User prompt: "I have 4 Docker services (app, API, admin panel, blog) that each need their own subdomain with automatic HTTPS."

The agent will:

  1. Deploy Traefik with Docker socket access and Let's Encrypt.
  2. Add routing labels to each service's docker-compose definition.
  3. Traefik auto-provisions TLS certificates for each subdomain.
  4. Add security headers and rate limiting middleware.
  5. Protect the admin panel with IP whitelist or basic auth.

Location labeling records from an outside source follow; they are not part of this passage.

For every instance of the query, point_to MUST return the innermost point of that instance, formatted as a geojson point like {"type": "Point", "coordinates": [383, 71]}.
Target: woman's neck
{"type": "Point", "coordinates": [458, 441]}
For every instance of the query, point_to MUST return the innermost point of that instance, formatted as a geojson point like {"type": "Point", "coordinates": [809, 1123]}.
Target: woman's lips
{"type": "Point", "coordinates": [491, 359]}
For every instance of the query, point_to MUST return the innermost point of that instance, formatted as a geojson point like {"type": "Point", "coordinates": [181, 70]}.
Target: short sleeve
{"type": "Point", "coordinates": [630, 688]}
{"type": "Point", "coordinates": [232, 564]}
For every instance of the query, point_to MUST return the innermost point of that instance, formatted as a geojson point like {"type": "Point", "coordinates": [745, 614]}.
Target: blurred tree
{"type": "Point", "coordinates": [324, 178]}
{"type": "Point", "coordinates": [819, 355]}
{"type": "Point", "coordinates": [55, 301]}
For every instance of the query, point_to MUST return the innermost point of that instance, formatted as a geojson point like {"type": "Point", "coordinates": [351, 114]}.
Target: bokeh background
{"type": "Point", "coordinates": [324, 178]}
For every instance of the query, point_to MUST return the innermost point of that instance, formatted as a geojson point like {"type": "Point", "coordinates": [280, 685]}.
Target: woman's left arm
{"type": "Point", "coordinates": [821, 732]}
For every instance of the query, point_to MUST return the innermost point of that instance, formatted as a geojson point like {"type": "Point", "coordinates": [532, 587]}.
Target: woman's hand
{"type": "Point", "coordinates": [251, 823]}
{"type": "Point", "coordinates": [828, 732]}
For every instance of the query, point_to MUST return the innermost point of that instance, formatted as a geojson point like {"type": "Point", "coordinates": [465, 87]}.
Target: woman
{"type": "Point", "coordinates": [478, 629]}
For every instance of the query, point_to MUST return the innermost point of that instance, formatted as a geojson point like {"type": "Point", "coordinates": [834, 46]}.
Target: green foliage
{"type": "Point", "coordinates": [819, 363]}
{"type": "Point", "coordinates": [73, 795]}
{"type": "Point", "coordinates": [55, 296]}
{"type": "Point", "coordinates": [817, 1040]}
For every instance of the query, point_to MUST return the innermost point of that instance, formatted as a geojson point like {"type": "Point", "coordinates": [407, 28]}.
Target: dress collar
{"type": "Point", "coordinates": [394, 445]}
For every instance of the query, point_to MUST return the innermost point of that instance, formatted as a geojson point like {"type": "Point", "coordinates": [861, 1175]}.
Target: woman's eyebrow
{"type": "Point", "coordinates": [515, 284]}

Example 2: Zero-downtime deployments with health checks

User prompt: "Set up Traefik so I can deploy new versions without downtime. Old containers should keep serving until new ones are healthy."

The agent will:

  1. Configure health check endpoints on the application.
  2. Add Traefik health check labels with appropriate intervals.
  3. Use Docker's rolling update strategy with Traefik's load balancer.
  4. New containers only receive traffic after passing health checks.

Guidelines

  • Mount the Docker socket as read-only (
    :ro
    ) — Traefik only needs to read container labels, not manage containers.
  • Set 
    exposedByDefault=false
    to prevent accidentally routing internal services (databases, Redis) to the internet. Only containers with 
    traefik.enable=true
    get routes.
  • Use Let's Encrypt's TLS challenge (port 443) rather than HTTP challenge (port 80) when possible — it's simpler and works with CDNs.
  • Store the acme.json file on a persistent volume — losing it means re-issuing all certificates, which hits Let's Encrypt rate limits.
  • For high-traffic production, add a health check to every service. Without health checks, Traefik routes to containers that may be starting up or shutting down.
  • Traefik's Docker provider is the killer feature over nginx — adding a new service is just adding labels to docker-compose, no proxy config to update, no reload needed.